Is Bitcoin a Store of Value?
Bitcoin has always been thought of as a means of payment. It was designed as a medium of exchange used in making successful transactions. The above title is Bitcoin a store of value, attempts to compare Bitcoin to other valuable assets like gold and money.
Is Bitcoin money? Could Bitcoin be money? Does it have the ability to function as a unit of account and a medium of exchange? While some have said Bitcoin can be a store of value and even likened it to gold, it does not precisely fit into the same category as fiat.
You know, maybe when Satoshi created Bitcoin in 2018, he wanted a means of payment that world governments and systems could not control. A currency everyone can own a share and have a say in how it was managed or utilized, or perhaps he wanted to bridge the gap between the rich and the poor.
If we look at Bitcoin from the perspective above, then it will not have a store of value as we deem it fit. It is a digital currency and commodity, and it has not necessarily attained that status as a store of value.

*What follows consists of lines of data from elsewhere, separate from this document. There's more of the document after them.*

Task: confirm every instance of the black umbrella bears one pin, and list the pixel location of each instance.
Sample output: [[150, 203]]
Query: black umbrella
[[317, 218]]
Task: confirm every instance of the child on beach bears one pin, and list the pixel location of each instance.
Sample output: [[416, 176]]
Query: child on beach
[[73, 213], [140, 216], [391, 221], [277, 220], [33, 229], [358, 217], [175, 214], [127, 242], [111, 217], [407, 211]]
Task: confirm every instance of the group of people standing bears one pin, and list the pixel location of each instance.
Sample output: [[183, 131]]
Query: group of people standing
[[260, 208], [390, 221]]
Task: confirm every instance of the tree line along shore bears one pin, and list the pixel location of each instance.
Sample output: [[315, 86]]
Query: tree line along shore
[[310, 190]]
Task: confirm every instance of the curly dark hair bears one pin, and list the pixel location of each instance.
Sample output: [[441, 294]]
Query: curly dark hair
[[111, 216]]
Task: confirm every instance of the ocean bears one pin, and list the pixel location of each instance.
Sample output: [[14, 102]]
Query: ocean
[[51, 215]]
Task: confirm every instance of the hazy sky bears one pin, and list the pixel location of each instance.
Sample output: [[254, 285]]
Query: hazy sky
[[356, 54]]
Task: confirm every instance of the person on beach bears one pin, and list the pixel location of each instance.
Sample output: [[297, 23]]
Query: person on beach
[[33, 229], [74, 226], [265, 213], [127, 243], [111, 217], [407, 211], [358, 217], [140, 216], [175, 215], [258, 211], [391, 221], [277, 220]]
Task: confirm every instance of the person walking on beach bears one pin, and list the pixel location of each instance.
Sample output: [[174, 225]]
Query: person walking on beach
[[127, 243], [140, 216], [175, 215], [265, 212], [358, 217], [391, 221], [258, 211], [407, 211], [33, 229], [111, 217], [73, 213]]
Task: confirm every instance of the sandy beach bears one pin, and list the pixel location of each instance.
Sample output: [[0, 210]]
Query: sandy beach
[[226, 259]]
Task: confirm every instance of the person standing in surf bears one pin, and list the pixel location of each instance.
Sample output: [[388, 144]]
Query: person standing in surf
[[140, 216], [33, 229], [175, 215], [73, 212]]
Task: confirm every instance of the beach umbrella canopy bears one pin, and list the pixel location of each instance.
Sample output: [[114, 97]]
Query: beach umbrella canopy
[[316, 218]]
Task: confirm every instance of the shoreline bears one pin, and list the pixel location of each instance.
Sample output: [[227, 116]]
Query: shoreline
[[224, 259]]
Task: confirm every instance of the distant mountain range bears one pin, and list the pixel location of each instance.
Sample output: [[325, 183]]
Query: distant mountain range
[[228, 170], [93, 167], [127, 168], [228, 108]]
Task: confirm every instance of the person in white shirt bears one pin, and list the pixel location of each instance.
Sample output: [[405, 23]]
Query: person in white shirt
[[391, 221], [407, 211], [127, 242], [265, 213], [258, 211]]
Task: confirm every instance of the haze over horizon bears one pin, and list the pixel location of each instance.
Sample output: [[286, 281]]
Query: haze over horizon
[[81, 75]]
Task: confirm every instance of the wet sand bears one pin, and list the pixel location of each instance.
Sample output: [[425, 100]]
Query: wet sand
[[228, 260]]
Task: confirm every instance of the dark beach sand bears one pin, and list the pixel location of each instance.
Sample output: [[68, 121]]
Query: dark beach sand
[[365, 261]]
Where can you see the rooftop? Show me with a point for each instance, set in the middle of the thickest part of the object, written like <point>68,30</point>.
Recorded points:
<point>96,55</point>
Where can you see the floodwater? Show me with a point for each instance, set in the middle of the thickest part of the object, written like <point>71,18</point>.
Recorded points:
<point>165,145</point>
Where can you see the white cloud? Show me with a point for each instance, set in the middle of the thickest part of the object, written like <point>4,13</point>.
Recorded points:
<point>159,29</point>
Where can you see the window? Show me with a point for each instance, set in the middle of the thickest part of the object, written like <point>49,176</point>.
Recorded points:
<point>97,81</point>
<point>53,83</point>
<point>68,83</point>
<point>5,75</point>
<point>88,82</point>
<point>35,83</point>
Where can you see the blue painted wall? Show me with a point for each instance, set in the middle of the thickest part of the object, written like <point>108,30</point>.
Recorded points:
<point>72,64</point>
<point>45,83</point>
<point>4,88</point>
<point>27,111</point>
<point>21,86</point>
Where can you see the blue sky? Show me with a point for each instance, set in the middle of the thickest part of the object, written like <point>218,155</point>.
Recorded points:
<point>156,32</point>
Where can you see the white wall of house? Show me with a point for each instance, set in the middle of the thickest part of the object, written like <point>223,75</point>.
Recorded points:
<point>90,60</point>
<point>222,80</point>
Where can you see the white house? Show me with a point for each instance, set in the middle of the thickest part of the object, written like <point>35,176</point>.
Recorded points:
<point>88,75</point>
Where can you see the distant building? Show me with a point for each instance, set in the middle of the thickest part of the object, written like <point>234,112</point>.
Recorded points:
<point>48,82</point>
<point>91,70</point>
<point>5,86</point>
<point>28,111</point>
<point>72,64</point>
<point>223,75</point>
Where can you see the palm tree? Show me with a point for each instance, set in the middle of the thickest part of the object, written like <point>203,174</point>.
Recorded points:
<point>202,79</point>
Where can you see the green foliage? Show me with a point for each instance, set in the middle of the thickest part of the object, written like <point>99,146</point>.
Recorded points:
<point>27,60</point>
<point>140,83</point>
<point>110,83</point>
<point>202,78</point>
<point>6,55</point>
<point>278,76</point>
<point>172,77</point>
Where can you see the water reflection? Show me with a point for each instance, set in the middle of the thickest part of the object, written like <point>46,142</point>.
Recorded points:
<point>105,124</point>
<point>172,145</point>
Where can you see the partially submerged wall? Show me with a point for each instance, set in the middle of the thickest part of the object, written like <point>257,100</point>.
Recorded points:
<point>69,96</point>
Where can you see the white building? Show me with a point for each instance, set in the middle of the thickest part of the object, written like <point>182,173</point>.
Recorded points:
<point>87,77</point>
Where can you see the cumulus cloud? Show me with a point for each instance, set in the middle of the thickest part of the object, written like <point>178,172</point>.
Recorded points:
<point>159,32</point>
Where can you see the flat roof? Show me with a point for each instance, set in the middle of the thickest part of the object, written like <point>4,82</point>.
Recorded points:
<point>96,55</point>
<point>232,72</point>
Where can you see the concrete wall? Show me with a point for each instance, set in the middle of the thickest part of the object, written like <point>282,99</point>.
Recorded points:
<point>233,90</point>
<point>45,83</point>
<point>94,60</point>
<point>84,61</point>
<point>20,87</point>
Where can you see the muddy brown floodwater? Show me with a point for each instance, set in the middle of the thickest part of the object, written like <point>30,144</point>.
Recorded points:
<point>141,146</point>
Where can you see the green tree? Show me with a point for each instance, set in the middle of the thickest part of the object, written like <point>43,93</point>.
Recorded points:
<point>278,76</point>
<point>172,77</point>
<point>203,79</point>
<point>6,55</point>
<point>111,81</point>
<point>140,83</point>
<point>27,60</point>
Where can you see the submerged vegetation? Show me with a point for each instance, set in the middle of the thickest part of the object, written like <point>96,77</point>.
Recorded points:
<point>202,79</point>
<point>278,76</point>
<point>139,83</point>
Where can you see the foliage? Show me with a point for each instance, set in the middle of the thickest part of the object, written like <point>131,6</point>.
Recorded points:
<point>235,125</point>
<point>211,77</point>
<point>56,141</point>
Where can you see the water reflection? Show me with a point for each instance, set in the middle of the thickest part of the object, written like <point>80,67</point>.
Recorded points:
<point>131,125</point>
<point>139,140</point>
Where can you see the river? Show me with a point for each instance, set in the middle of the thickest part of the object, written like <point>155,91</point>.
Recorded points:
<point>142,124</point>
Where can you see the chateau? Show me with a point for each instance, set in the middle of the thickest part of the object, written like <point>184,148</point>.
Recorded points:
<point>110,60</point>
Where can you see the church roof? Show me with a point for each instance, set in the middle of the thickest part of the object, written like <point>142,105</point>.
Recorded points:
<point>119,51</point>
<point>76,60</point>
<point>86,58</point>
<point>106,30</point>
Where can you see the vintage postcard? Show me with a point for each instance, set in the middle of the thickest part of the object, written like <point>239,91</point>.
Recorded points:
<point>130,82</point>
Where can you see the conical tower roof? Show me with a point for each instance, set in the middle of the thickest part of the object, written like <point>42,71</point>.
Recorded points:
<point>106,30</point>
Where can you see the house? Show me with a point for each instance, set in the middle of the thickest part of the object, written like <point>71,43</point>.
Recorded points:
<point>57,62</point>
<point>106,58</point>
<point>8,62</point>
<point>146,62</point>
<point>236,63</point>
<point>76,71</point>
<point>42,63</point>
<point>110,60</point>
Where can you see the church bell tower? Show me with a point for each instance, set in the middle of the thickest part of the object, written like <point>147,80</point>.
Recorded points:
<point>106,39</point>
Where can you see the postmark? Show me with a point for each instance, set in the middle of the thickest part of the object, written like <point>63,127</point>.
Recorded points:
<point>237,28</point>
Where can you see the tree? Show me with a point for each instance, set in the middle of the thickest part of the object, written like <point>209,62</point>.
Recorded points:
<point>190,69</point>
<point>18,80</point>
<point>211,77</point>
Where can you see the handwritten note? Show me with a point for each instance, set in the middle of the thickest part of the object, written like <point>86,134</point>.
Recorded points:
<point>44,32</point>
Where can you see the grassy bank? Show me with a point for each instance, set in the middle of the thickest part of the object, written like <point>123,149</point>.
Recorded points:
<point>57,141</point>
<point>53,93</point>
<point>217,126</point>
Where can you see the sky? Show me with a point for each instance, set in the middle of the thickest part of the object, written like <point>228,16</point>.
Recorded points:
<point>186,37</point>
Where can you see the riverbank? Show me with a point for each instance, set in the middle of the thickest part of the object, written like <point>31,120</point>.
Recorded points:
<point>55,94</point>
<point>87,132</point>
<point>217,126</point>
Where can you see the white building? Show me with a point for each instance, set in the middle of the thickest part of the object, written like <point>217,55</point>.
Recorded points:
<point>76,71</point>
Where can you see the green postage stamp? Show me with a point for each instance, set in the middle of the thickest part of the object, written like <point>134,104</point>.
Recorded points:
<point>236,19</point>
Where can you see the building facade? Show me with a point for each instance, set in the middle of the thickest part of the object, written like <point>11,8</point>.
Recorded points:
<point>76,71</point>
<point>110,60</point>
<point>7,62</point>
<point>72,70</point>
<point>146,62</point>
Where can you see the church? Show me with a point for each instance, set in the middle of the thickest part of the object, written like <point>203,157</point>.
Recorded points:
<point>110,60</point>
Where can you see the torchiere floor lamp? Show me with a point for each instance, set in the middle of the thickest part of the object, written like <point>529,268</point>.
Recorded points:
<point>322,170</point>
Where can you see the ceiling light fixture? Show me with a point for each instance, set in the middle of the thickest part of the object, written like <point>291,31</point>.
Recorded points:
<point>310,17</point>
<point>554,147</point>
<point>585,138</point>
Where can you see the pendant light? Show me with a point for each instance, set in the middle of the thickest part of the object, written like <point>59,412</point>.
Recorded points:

When Nathaniel Popper’s book Digital Gold first came to light in 2015, people began to link Bitcoin as digital gold. The concept of digital gold is a safe asset like gold, silver, and other precious metal used as money. They have fulfilled the property as a medium of exchange, store of value, and unit of account.
Can Bitcoin follow in their footstep as a safe-haven asset?
While Bitcoin has some properties like scarcity, portability, and divisibility, it is too volatile and not as intrinsic as regular exchange mediums. For Bitcoin to be a store of value, it must exhibit some stability, which it has not. It needs to have a foreseeable depreciable value that can be trusted to fluctuate over time or with structural changes in economies.
What is a store of value?
A store of value is an asset that can retain its value in the short-term or long term, as the case may be. For example, let’s say you bought an ounce of gold today and kept it in the safe for a year. Would its value appreciate or depreciate in that time? Would you say it will still remain valuable as the first day you bought it?
Take diamond as another example; it does not have that pizzazz as gold and silver. The demand by individuals to own one gives it its value. Perhaps not as gold, but it is still valuable over time.
For an asset to make a good store of value, it must be durable. That is it will remain valuable over time, and secondly, scarcity.
Remember how a nickel would buy you a whole pack of sweets as a kid. Now it cannot do that because it has become less valuable over time.
Whether Bitcoin is a good store of value is straight forward, yes. However, its lack of stability and massive appreciation is a problem.
Therefore, until Bitcoin can attain stability over a long period and be widely accepted by the world as a valued asset, it cannot be a good store of value.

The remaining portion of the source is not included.